Now her fun would have to wait until she’d done something about him.

For here was Brighton, returned like a bad eel pie, in the form of one determined, massive, entitled lord.

She saw what he was trying to do—use his lordly power to bully her. So many lords were bullies, like the right was bred into them.

Before he’d tried that tack, she might’ve felt a little sympathy for his plight and perhaps would’ve been inclined to accept payment for his pa’s ring. For the fact was that bloody ring was proving impossible to sell.

None of the pawnbrokers in the East End would touch it. Too fine, they all said. And none of the jewelers in the West End would deal with her once she opened her mouth and they heard the Cockney pouring out. A Cockney chit shouldn’t be holding a ring like that. Must be stolen, they all thought. And there was the bottom of it—no one was willing to stick their neck out for a ring belonging to a nob. A real conundrum, this ring had proven itself.

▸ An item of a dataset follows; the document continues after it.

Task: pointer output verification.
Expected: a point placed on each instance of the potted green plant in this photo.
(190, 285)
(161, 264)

Put another way, this wastrel lord crowding her cab bench with his broad shoulders and thick thighs and too handsome face might’ve been the answer to her prayers.

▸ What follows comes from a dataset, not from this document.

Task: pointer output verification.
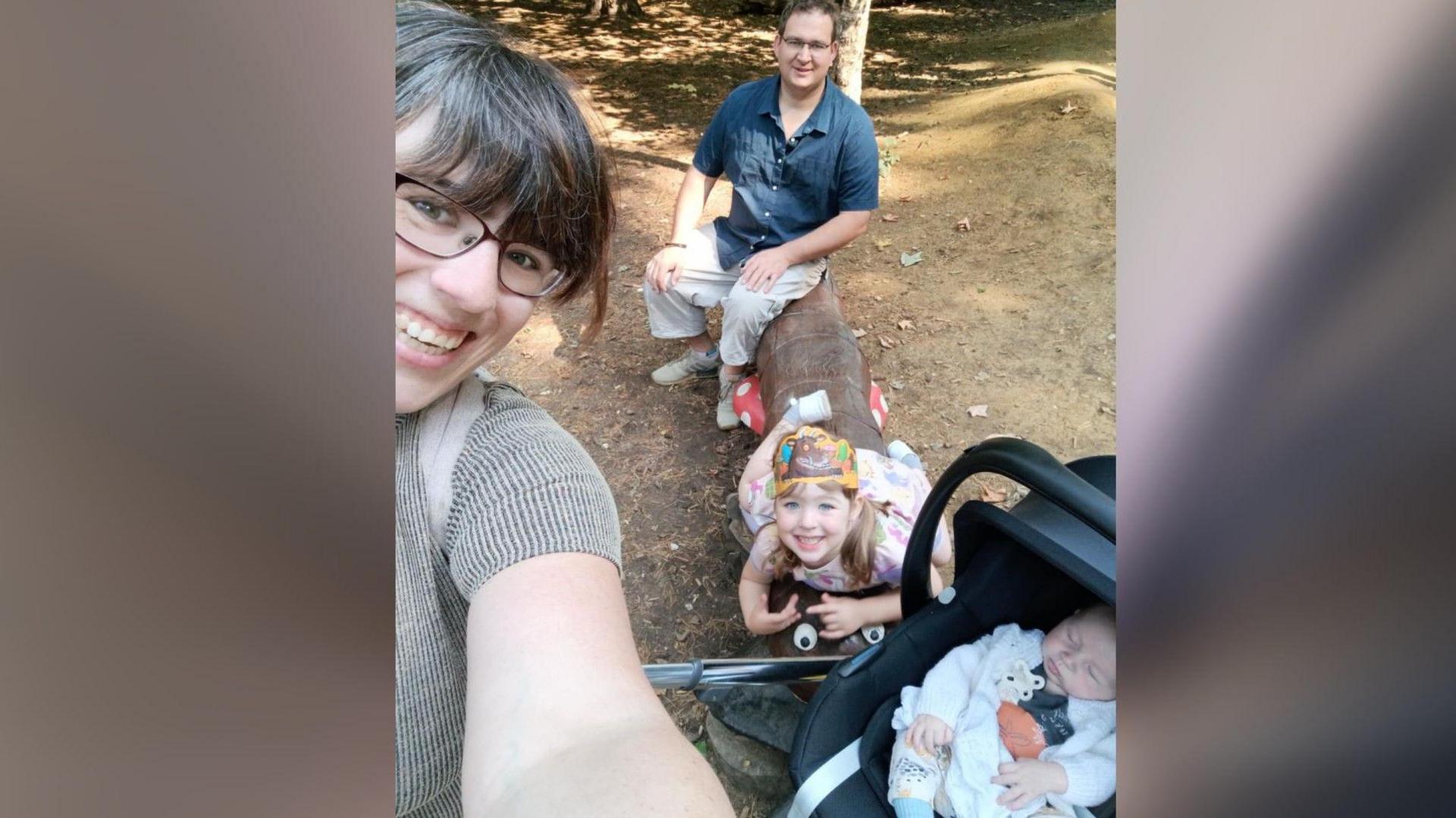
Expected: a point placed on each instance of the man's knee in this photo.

Then he’d gone and tried to bully her.

And the thing was this: these last nine years, no one had bullied Tilly Birdwell.

And she’d liked it that way.

So, she wasn’t going to make it easy on him.

“It’s the ring of an earl, you say?” she asked, all breezy like. That way, he wouldn’t see her coming.

He exhaled in a great rush. “His signet, yes.”

Didn’t this too-handsome lord just brim with impatience?

Well, Tilly wouldn’t be hurried. “So, it’s a noble ring.”

He searched her eyes, clearly trying to parse where she was going with this. “Aye.”

“And how did you lose it again?” Toying with a lord was fun, wasn’t it? “The first time, that is.”

He hesitated, his eyes gone suspicious. “In a card game.”

“You lost it ignobly, then?”

“If you want to put it that way.”

Now, now, wasn’t that a sore spot she’d touched?

She gave a little one-shouldered shrug that brushed along his arm. “Then there’s one way you’ll be getting the ring back.”

The scowl trenched across his forehead said he didn’t much trust either her words or the cheery way she’d spoken them. “And how’s that?”

She spread her hands wide, like she’d seen magicians on the street do when they revealed their final trick. “You’ll have to earn it…” Oh, how she liked making him wait for her next word… “Nobly.”

That frown line would become permanent if he wasn’t careful. “Pardon?”

Her smile couldn’t contain itself. “If you do three noble deeds, I’ll hand your pa’s fancy ring over.”

His mouth opened, then closed.

Her offer had clearly knocked him speechless.

“Three noble deeds, milord,” she repeated in case she hadn’t already made herself perfectly clear.

In the general sense, lords had trouble absorbing what they didn’t want to hear.